Bisbille chez des comptables

Un procès civil de trois semaines s'est ouvert, lundi, au palais de justice de Trois-Rivières opposant les anciens associés d'un bureau de comptables bien connu de Trois-Rivières.
Ce sont les comptables Michel Dessureault, Guy Désaulniers, Guy Lemire, Martial Lanouette et Claude Gélinas qui se retrouvent au coeur de cette affaire juridique dont l'un des principaux points en litige porte sur leur contrat de société.
Ceux-ci avaient fondé la firme Dessureault, Lemire, Désaulniers, Gélinas et Lanouette, issue de la fusion de précédents bureaux de comptables. L'entreprise comptait cinq places d'affaires au Québec, dont une à Trois-Rivières, une à Saint-Tite et une à Shawinigan.
En 2011, l'un des comptables Martial Lanouette a annoncé son intention de prendre sa retraite à compter de juin 2012. En vertu de son contrat de société, il réclamait par le fait même le remboursement des sommes d'argent dont sa part du capital.
Dans le cadre de son témoignage lundi, il a indiqué que Michel Dessureault aurait refusé de procéder au rachat de ses parts sous prétexte que les charges étaient trop lourdes. Toujours selon M. Lanouette, il aurait également refusé de favoriser l'arrivée d'une relève parmi les associés pour pallier le problème. 
Le climat se serait alors envenimé, créant une grande insatisfaction chez tous les associés au point qu'en 2013 des démarches ont été entreprises pour stopper les activités de la firme de comptables sans pour autant réussir à la dissoudre, compte tenu de la bisbille entre les associés. 
Michel Dessureault a donc créé une nouvelle entreprise, soit «Dessureault CPA et associés». Martial Lanouette n'a jamais pu prendre sa retraite. Avec Guy Désaulniers et Claude Gélinas, ils se sont réunis pour fonder «Désaulniers, Gélinas, Lanouette.» 
Dans la foulée du conflit, les anciens associés de Michel Dessureault lui font des reproches notamment dans la production de ses comptes de dépenses. Ils le soupçonnent également de s'être approprié de la clientèle. D'un autre côté, Michel Dessureault accuse certains d'entre eux d'avoir fait de la sollicitation auprès des employés. 
À ce sujet, Martial Lanouette est par ailleurs devenu très émotif dans son témoignage lorsqu'il a été question des employés de la firme de comptables. «On avait la plus belle société. Toute l'équipe a contribué à mon succès d'affaires. Ces employés, je les aurais tous gardés», a-t-il déclaré les larmes aux yeux, niant une quelconque sollicitation. 

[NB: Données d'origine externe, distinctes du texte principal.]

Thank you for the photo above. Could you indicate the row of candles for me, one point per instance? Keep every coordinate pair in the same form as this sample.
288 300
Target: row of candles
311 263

Le litige entre les parties, qui dépasse le million de dollars, n'a cessé de prendre de l'ampleur au fil des années, ce qui a conduit au dépôt de plusieurs procédures civiles croisées comme des injonctions, des requêtes en dommages, des mesures d'expulsion et même une poursuite en diffamation. Ce sera à la juge Danye Daigle de trancher le débat au terme des audiences.